Ta funkcja jest świetna. Skorzystają z niej też posiadacze iPhone'a
Magiczna gumka od Google'a do usuwania niechcianych elementów na zdjęciach jest narzędziem, które użytkownicy pokochali. Teraz przyszła kolei na Apple, który właśnie stworzył identyczne narzędzie, ale pod inną nazwą.

Od kiedy, w lutym Google udostępnił wszystkim świetną funkcję Magic Eraser, ludzie niemalże oszaleli na jej punkcie. Co prawda, istniały na rynku już programy, pozwalające na usuwanie ze zdjęć pojedynczych elementów, ale nie były tak dobre jak magiczna gumka.

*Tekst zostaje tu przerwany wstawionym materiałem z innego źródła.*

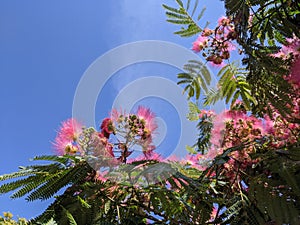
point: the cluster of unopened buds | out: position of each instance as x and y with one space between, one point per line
119 135
216 44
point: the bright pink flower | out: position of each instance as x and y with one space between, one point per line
149 117
295 72
200 43
107 127
223 21
65 141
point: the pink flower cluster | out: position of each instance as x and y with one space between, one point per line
291 49
67 137
129 130
234 128
216 45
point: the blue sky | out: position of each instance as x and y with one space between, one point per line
45 48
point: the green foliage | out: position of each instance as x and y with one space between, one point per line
272 22
232 86
43 181
181 16
196 78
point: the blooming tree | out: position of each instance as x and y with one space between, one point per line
243 168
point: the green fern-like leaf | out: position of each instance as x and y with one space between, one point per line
196 78
182 16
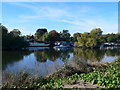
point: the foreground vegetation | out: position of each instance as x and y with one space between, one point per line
107 76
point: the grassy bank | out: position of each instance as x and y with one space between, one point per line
107 75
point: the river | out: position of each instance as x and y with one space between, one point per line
44 61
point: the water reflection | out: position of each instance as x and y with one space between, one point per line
45 61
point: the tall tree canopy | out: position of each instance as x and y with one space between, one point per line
40 32
55 36
15 32
96 31
65 35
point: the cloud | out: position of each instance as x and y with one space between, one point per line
80 22
59 1
88 25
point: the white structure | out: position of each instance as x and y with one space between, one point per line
38 44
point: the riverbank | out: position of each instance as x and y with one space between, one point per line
102 75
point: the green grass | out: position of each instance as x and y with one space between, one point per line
109 77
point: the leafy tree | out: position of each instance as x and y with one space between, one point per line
9 41
96 31
65 35
40 32
55 36
46 37
75 35
15 32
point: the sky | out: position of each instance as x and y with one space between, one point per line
73 16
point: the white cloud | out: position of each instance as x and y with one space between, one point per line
74 22
60 0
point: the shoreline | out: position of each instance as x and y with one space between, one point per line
56 80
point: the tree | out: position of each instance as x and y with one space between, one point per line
15 32
9 41
65 35
75 35
55 36
96 31
40 32
46 37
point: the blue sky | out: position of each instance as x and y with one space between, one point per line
73 16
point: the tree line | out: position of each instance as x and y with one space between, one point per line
94 38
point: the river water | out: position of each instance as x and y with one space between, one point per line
43 61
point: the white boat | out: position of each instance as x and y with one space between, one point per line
38 44
62 46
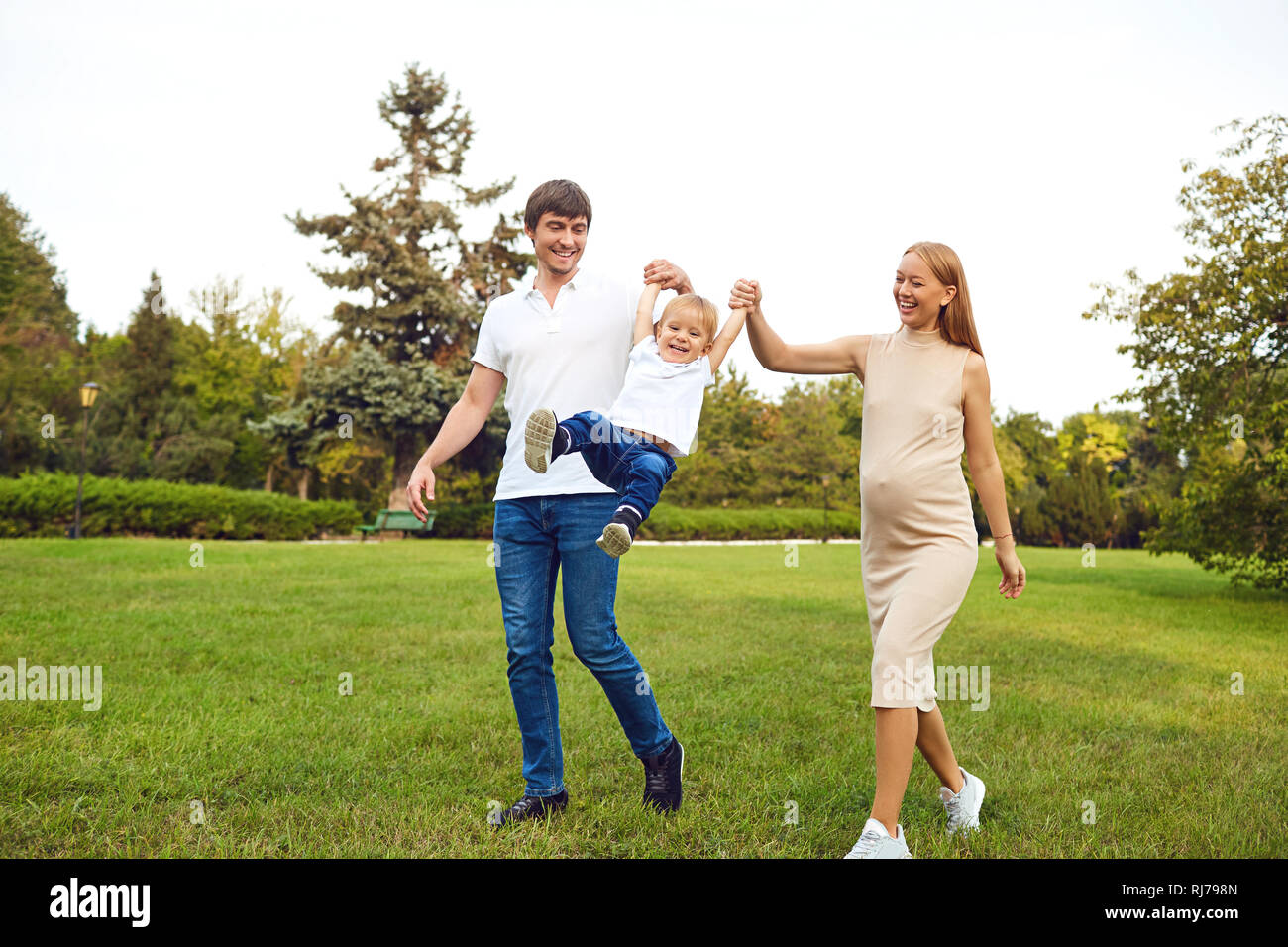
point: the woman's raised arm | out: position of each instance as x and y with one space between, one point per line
842 356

Wiadomo, że każdy ma w swoich zasobach zdjęcie, które byłoby perfekcyjne, gdyby nie fakt, że pojawił się na nim niechciany "mistrz drugiego planu". I tak teraz, na iPhone'ach z systemem iOS 18 pojawi się wersja Magic Eraser, o nazwie Clean Up. Algorytm, korzystając ze sztucznej inteligencji, usunie zbędne elementy, po czym wypełni tło zdjęcia. Dokładnie w ten sam sposób działa Magic Eraser.



Your iPhone is getting a Magic Eraser #WWDC24 pic.twitter.com/EBUhmV0Gfw
— Lance Ulanoff (@LanceUlanoff) June 10, 2024
Funkcja Clean Up będzie wbudowana bezpośrednio w system iOS18. Na komputerze Mac, funkcja Clean Up zastąpi Retouch z systemu Mac Sonoma.
Clean Up, podobnie jak inne narzędzia AI, wymaga urządzenia Apple z conajmniej 8 GB pamięci DRAM, co w praktyce oznacza, że będą mogli z niego skorzystać posiadacze iPhone 15 Pro. Pojawi się także we wszystkich iPhone 16. Część rozwiązań AI będzie dostępna w wakacje, część dopiero w przyszłym roku.